2. Management of Common Potato Pests and Diseases

Potatoes are affected by several insect pests and diseases causing both direct and indirect yield losses. The general pest and disease management strategy involves proper implementation of integrated pest management (IPM) - a broad-based approach that integrates practices for economic control of pests in the most promising and environmentally safe option. The use of synthetic pesticides under IPM should be done under great care and only in situations where other strategies have proved ineffective or under emergency (Otieno, 2019). Some of the most effective pest and disease management strategies wide wider application include;
Proper monitoring and scouting: The frequency of scouting depends on the pest, crop, weather, and stage of growth. Better scouting process ensures early detection and execution of control strategy. During field scouting, farmers should move in a traverse using the “W” pattern while identifying and recording any symptom and sign of crop attack.

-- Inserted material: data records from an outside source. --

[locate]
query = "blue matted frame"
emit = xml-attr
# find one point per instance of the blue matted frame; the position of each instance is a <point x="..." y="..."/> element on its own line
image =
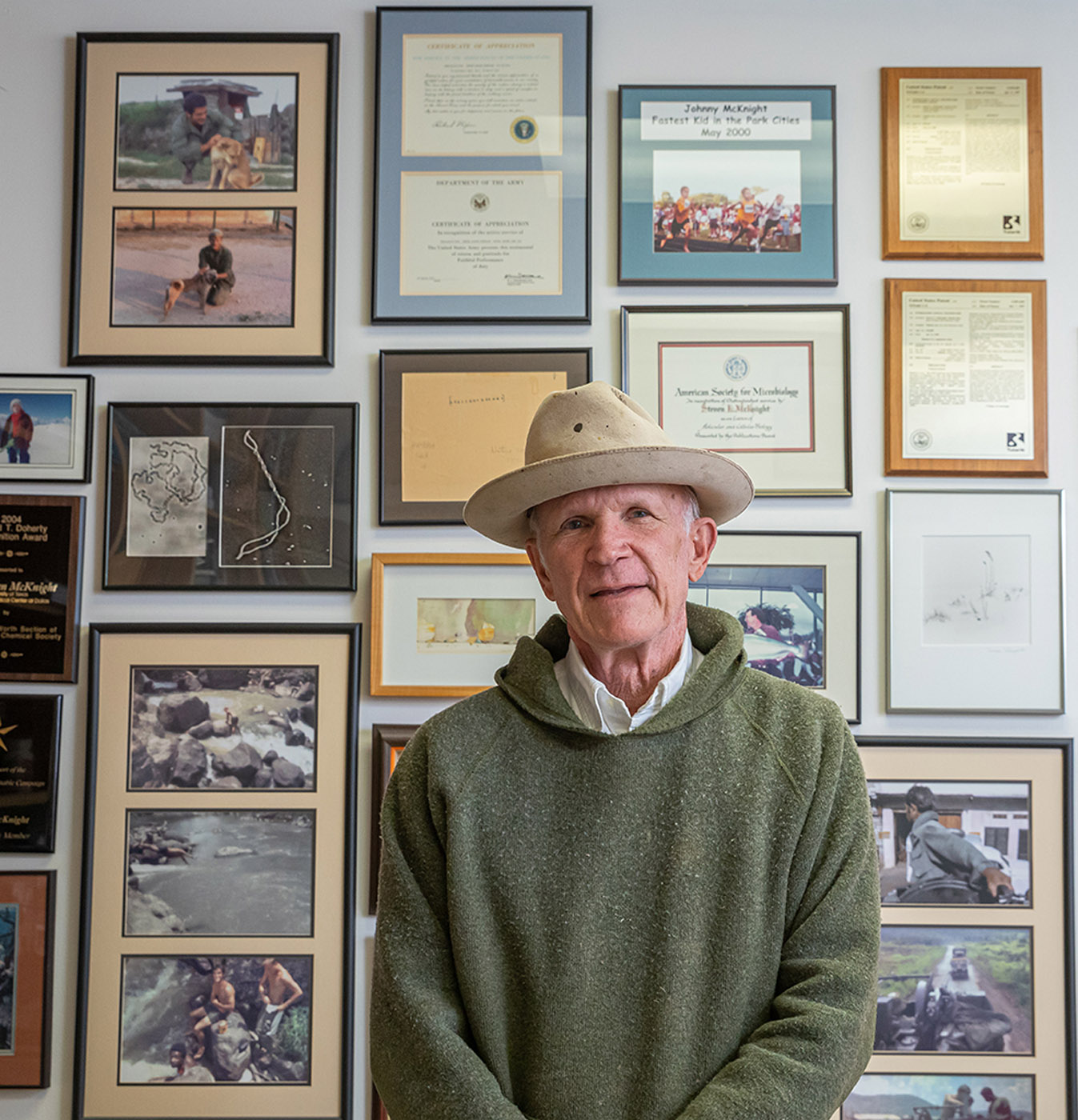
<point x="815" y="262"/>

Adoption of better cultural practices: Practices such as proper field selection to avoid areas with already existing potato pests and diseases is a very crucial initial step towards constraint management. This means that proper keeping of farm history records (on diseases and pests) is required for better field selection. The field selection practice is, however, facing threat from the ever-shrinking farm sizes due to subdivision leading to limited space for selection. Proper fields preparation early in the dry season helps kill pathogens before planting crops.

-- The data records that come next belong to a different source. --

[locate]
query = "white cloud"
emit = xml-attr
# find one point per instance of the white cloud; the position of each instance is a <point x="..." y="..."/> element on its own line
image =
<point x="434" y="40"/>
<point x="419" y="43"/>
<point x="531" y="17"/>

Use of certified and disease and pest free seeds: During production, farmers need to select tubers from healthy mothers, in the case of farmer-saved seeds, or purchase seeds from certified dealers to avoid the spread of pests and diseases. Again, farmers need to reduce the level of seed tuber recycling, a practice that has always been linked with increased pest and disease build-up. Farmers should ensure that only varieties tolerant to these pests and disease and have better yield levels are selected for production.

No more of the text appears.